機能主義から生まれたガルウィングドア
メルセデス・ベンツ300SLは、古今東西の全スポーツカーにとってもアイコンとなるべき記念碑的モデル。その源流は1952年のル・マン24時間レースを制覇した、同名のレーシングカーだった。その設計作業を主導したのは、第2次大戦前からメルセデスのグランプリマシンの開発に参画し、戦後のモータースポーツ活動復帰に際しても主導的な役割を果たした伝説の名エンジニア、ルドルフ・ウーレンハウトである。そして、彼が戦前から暖めていた鋼管スペースフレームのアイデアを実現したのが「W194」の開発コードで知られる、300SLプロトタイプだった。
戦後のレース復帰のため開発された300SLプロトタイプ。1952年のル・マンで優勝。ミッレ・ミリアでも2位に入賞している。
このW194には、主に北米マーケットから市販化のリクエストが高まっていた。そこで「W198」のコードネームとして開発作業に移された量産型300SLは、W194と同じく高度なバードケージ状の鋼管スペースフレームで構成されるのだが、フレームのレイアウト上、どうしてもサイドシルの高い位置にも構造材が入ってしまう。そこでクーペでは、低いルーフと両立するための苦肉の策として、300SLの代名詞となったガルウィング式ドアが採用されることになったのだ。
航空機から導入された、軽量・高剛性の鋼管スペースフレーム。このフレームを最も効率よく使用するためにガルウィングドアを採用。
パワーユニットは、同時代のメルセデス最高級車「300(通称アデナウアー)」にも搭載された3.0L直6 SOHCユニットをベースにチューンを施したもの。量産ガソリン車としては世界でも初となる燃料噴射を装着し、215psという当時の3.0L級市販車としては素晴らしいパワーを発揮した。4種類が選択できたファイナルの内、最もハイギアードな減速比を選んだ車両では、260km/hという最高速を実現していた。
こうして1954年のニューヨーク・ショーにて正式デビューを果たした生産型300SLは、純レーシングカー譲りの高度な設計思想をはじめ、1950年代の常識を遥かに超越したパフォーマンス、何より軽飛行機のようなガルウィング式ドアを持つ流線型ボディが、当時のモータリストたちを魅了。その後1957年の夏にロードスターモデルが誕生するまでの総生産台数は1400台という、この種のスーパースポーツとしては異例のヒット作となった。
前期に当たるクーペはよりシリアスな内容のリアルスポーツで、欧州各地のスポーツカーレースGTカテゴリーでも大きな活躍ぶりを見せた。
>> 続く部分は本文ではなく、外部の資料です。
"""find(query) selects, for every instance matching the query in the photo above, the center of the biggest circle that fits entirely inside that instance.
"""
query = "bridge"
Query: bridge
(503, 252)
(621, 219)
さらに、ヌーヴェルヴァーグの先駆けとしても知られる映画「死刑台のエレベーター(1958年公開)」でも圧倒的な存在感を見せるなど、当時の先鋭的なクリエーターたちを刺激した300SLは、時代の象徴としてのカリスマ性をも身につけていったのである。
前期に当たるクーペはよりシリアスな内容のリアルスポーツで、欧州各地のスポーツカーレースGTカテゴリーでも大きな活躍ぶりを見せた。
そして我が国においても「石原裕次郎や力道山の愛車」として大衆から崇められるなど、単なるクルマに対する憧れを超越した存在となったのである。
1957年以降は、北米市場のリクエストに応えてロードスターに進化。ドアは一般的なスタイルに変更され、1963年まで生産が続けられた。